Audio never leaves your device.
Verifiable, not promised.
We avoid privacy-theatre adjectives like “100% private” and “military-grade.” Below is the architecture, the short list of data Vox can see, and how to confirm it yourself.
Mic
RAM only
Whisper / Parakeet
on-device transcription
Apple Intelligence / Gemma 4
on-device cleanup
Clipboard
⌘V to paste
No outbound arrows. Audio is captured to RAM, freed after transcription, never written to disk.
What we can see
The full list.
Counter-intuitively, we publish exactly what we know rather than say nothing — it's the only honest version of a privacy page.
Billing email
Only if you buy a commercial license. Stripe stores it; we read it from Stripe to send your license PDF.
Aggregate page-views
Vercel Analytics & Speed Insights — cookieless, no persistent identifiers, IPs anonymized via a daily-rotating salted hash. We see counts and country: how many people opened /teams this week from Germany. We do not see who.
Model download requests
On first run, the desktop app downloads the transcription model (Whisper or Parakeet) and the cleanup model (Gemma 4) once. After that, no further Vox→server traffic. If you choose Apple Intelligence as the cleanup engine, Vox calls Apple's on-device framework — Apple may run that work on-device or on its Private Cloud Compute infrastructure under Apple's own privacy commitments. Vox itself transmits nothing.
What we cannot see
Audio. Transcripts. The contents of your dictionary. Which apps you dictate into. Crash reports. None of it touches a server we control.
Verify it yourself
Don't take our word for it.
- Install a network monitor — Little Snitch or LuLu on macOS, GlassWire on Windows.

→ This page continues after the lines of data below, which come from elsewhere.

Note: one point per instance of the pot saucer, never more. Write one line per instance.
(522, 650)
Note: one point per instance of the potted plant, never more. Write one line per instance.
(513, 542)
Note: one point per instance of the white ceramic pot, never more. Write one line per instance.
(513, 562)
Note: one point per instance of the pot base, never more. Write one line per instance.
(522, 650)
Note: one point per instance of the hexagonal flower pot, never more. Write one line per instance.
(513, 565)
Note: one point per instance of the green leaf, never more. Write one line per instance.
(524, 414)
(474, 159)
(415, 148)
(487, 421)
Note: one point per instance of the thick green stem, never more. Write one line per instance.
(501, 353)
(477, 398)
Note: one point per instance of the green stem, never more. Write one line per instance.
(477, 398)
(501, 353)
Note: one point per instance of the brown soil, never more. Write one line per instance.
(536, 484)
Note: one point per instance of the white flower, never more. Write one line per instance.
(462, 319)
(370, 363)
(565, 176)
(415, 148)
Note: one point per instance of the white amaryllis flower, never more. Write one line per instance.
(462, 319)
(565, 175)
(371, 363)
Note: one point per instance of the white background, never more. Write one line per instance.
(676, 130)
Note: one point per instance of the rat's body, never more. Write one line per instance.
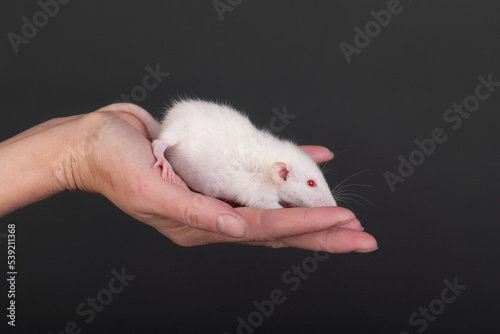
(218, 152)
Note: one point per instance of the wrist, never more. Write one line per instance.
(30, 165)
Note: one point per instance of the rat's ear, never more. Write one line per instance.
(279, 172)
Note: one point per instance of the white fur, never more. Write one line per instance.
(218, 152)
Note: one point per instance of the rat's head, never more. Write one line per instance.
(301, 183)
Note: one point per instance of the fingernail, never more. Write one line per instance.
(231, 226)
(366, 250)
(345, 222)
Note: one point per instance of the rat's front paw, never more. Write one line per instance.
(167, 173)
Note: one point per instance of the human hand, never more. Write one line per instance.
(115, 159)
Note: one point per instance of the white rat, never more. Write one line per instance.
(218, 152)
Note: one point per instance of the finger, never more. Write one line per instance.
(279, 223)
(333, 240)
(200, 212)
(317, 153)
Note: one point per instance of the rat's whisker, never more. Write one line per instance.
(350, 177)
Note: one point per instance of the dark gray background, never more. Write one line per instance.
(441, 223)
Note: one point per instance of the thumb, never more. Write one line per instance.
(205, 213)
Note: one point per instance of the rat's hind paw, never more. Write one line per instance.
(167, 172)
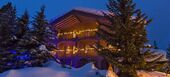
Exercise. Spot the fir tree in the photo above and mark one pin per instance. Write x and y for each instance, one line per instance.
(40, 25)
(7, 26)
(39, 32)
(22, 25)
(127, 34)
(7, 36)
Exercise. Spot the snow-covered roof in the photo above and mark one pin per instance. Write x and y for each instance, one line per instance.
(92, 11)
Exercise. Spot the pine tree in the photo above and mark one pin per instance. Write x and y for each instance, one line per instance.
(22, 25)
(7, 26)
(40, 25)
(155, 45)
(127, 34)
(39, 39)
(7, 36)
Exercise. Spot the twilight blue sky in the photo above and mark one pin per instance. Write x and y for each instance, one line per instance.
(159, 10)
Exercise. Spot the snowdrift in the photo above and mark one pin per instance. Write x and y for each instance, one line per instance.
(53, 69)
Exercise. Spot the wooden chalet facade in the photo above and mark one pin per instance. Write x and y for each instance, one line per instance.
(76, 34)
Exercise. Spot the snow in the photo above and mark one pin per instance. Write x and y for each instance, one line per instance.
(92, 11)
(52, 69)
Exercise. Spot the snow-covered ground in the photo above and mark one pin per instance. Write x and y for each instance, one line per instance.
(53, 69)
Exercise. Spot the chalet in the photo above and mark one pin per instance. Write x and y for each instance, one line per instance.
(76, 34)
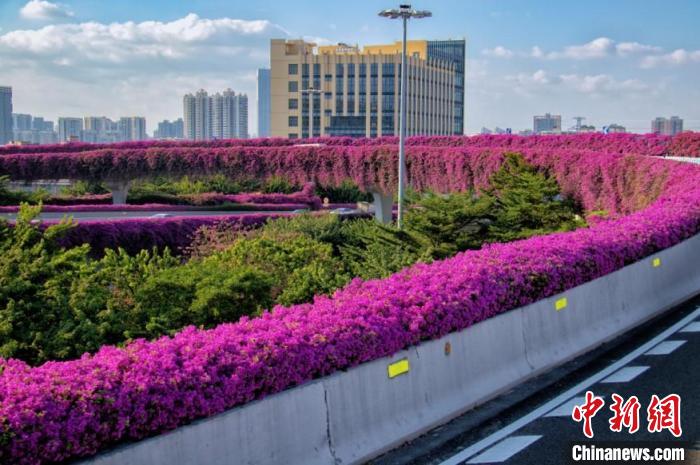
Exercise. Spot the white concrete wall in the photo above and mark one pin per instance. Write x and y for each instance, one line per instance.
(352, 416)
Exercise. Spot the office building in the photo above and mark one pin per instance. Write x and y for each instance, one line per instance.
(343, 90)
(221, 116)
(5, 115)
(197, 116)
(27, 129)
(667, 126)
(132, 128)
(170, 130)
(614, 129)
(21, 122)
(547, 124)
(70, 129)
(264, 102)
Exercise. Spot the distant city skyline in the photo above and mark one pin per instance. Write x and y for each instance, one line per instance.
(624, 61)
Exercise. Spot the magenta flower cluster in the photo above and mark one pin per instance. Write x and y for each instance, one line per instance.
(368, 162)
(641, 144)
(64, 410)
(135, 234)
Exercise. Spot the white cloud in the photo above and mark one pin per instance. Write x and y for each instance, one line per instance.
(628, 48)
(44, 10)
(498, 52)
(677, 57)
(133, 68)
(601, 47)
(597, 48)
(540, 81)
(122, 42)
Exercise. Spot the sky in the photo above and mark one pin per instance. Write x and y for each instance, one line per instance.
(622, 62)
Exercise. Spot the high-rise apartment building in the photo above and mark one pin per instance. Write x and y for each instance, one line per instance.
(667, 126)
(132, 128)
(197, 116)
(264, 102)
(343, 90)
(547, 124)
(170, 130)
(70, 129)
(5, 115)
(220, 116)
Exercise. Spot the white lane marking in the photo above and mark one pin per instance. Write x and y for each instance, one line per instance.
(543, 409)
(692, 328)
(565, 409)
(625, 375)
(504, 449)
(665, 348)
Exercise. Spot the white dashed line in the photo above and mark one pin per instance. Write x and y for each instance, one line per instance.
(504, 449)
(692, 328)
(565, 409)
(506, 431)
(665, 348)
(625, 375)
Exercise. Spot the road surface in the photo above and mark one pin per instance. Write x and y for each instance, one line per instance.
(532, 424)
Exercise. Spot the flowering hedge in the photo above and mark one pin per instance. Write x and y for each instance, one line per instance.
(63, 410)
(641, 144)
(135, 234)
(160, 207)
(371, 165)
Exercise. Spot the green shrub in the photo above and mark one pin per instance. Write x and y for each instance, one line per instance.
(299, 267)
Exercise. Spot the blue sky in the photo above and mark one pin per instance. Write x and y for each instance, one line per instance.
(624, 61)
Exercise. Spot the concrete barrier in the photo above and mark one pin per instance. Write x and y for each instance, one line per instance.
(352, 416)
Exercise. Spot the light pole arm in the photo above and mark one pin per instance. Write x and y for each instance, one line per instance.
(402, 127)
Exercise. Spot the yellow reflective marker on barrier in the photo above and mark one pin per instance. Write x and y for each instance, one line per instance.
(560, 304)
(398, 368)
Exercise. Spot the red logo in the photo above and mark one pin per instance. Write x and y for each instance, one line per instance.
(665, 414)
(662, 414)
(587, 411)
(625, 414)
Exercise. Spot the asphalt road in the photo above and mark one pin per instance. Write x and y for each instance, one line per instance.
(532, 424)
(115, 215)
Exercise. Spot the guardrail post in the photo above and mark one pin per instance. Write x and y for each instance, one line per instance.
(383, 207)
(119, 189)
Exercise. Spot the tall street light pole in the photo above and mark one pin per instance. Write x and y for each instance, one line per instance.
(405, 12)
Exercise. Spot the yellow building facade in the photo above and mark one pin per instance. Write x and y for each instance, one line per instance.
(345, 90)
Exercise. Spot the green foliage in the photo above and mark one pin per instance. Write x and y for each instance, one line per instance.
(34, 277)
(199, 293)
(451, 223)
(11, 197)
(527, 203)
(58, 304)
(278, 184)
(376, 251)
(347, 192)
(299, 267)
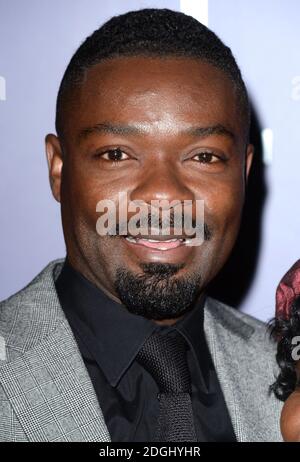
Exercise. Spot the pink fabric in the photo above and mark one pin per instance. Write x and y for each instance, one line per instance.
(288, 289)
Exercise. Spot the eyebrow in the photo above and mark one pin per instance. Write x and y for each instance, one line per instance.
(116, 129)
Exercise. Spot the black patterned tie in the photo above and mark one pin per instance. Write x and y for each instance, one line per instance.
(164, 357)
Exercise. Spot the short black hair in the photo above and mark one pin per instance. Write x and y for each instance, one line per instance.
(283, 330)
(152, 32)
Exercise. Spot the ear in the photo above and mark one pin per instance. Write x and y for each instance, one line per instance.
(249, 159)
(55, 163)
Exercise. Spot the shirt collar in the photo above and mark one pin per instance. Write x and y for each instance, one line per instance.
(113, 335)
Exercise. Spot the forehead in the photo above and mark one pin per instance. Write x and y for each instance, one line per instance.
(151, 90)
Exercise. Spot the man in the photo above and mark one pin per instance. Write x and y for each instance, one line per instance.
(118, 342)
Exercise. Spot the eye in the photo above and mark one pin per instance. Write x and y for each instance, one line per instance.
(114, 155)
(206, 158)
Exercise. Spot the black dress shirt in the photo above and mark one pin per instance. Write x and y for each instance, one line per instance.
(109, 338)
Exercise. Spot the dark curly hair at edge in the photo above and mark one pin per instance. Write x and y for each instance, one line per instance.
(283, 331)
(151, 32)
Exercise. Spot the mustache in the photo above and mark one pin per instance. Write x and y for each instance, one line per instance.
(160, 224)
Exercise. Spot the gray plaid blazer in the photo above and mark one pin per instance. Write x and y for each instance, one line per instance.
(46, 393)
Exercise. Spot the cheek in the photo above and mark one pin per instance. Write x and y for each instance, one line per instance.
(224, 205)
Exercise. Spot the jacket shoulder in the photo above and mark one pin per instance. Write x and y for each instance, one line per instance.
(29, 315)
(240, 324)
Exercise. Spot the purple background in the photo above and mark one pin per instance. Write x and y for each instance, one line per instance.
(37, 39)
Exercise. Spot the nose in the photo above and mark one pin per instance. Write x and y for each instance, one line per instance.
(162, 181)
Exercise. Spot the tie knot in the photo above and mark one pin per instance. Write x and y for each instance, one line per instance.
(164, 357)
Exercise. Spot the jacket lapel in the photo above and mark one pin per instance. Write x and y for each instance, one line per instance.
(51, 393)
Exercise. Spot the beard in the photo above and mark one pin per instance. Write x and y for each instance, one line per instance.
(157, 293)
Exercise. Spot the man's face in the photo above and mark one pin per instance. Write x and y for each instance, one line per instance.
(162, 155)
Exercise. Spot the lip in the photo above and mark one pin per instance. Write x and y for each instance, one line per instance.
(162, 251)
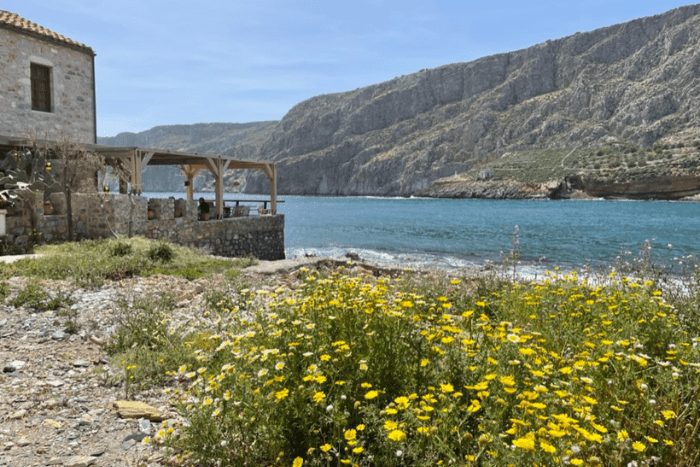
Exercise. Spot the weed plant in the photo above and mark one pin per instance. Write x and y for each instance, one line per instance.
(90, 263)
(352, 369)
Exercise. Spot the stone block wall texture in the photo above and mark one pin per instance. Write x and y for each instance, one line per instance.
(103, 216)
(72, 114)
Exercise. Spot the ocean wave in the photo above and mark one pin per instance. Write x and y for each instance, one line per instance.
(418, 261)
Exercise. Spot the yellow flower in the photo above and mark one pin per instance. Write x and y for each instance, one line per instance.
(546, 447)
(639, 446)
(668, 414)
(402, 402)
(282, 394)
(527, 442)
(507, 380)
(390, 425)
(474, 407)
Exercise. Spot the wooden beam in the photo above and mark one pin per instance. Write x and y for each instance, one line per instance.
(211, 165)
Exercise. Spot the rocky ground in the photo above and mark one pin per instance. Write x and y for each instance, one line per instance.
(57, 389)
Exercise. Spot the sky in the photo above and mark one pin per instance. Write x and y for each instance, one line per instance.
(178, 62)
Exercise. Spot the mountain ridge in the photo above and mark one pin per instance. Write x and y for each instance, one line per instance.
(633, 84)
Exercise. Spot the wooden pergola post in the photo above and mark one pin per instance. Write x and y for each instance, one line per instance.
(139, 161)
(189, 171)
(218, 168)
(273, 190)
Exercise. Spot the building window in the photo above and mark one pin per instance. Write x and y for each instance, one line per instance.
(41, 87)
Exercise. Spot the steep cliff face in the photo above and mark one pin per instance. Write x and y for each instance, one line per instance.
(636, 82)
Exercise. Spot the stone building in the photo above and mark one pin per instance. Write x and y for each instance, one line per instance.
(47, 83)
(47, 98)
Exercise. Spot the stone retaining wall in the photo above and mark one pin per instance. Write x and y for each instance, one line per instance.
(103, 216)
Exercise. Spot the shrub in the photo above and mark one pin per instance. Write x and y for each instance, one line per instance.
(146, 347)
(34, 296)
(161, 252)
(358, 370)
(90, 263)
(121, 248)
(4, 291)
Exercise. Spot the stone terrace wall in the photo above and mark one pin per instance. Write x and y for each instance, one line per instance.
(103, 216)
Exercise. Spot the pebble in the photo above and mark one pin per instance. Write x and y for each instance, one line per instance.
(21, 442)
(58, 335)
(13, 366)
(18, 414)
(79, 461)
(145, 426)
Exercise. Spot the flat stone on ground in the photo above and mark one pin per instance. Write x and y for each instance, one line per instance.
(136, 409)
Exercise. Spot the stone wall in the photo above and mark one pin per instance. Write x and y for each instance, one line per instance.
(73, 112)
(103, 216)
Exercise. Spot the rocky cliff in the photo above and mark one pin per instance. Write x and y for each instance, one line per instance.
(631, 85)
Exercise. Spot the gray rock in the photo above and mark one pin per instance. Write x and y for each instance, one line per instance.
(18, 414)
(21, 442)
(58, 335)
(79, 461)
(13, 366)
(145, 426)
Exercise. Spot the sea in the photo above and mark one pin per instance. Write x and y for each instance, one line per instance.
(465, 233)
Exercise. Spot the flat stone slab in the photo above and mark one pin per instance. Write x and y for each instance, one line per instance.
(136, 409)
(285, 265)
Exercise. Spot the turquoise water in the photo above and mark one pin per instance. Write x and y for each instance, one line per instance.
(455, 233)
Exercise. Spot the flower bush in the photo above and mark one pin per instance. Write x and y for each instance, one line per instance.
(351, 369)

- Block all outbound traffic from Vox except localhost (127.0.0.1).
- Dictate normally. Vox keeps working. Models talk to a local model server (
llama.cppfor Gemma; the bundled NeMo runtime for Parakeet) on 127.0.0.1; there is no other network call to intercept. - Pull the network plug. Vox keeps working. That's the test no cloud tool passes.
Phrasing we avoid
Why we don't say what other privacy pages say.
“100% private” is an absolute claim — one bug invalidates it. “Military-grade encryption” is meaningless. “We never collect anything” is almost certainly false on any commercial site, and the FTC has prosecuted vendors for that exact phrasing.
We replace adjectives with architectural facts. “Audio is processed on your device's GPU or Neural Engine and never transmitted” is testable; “ultra-private” isn't.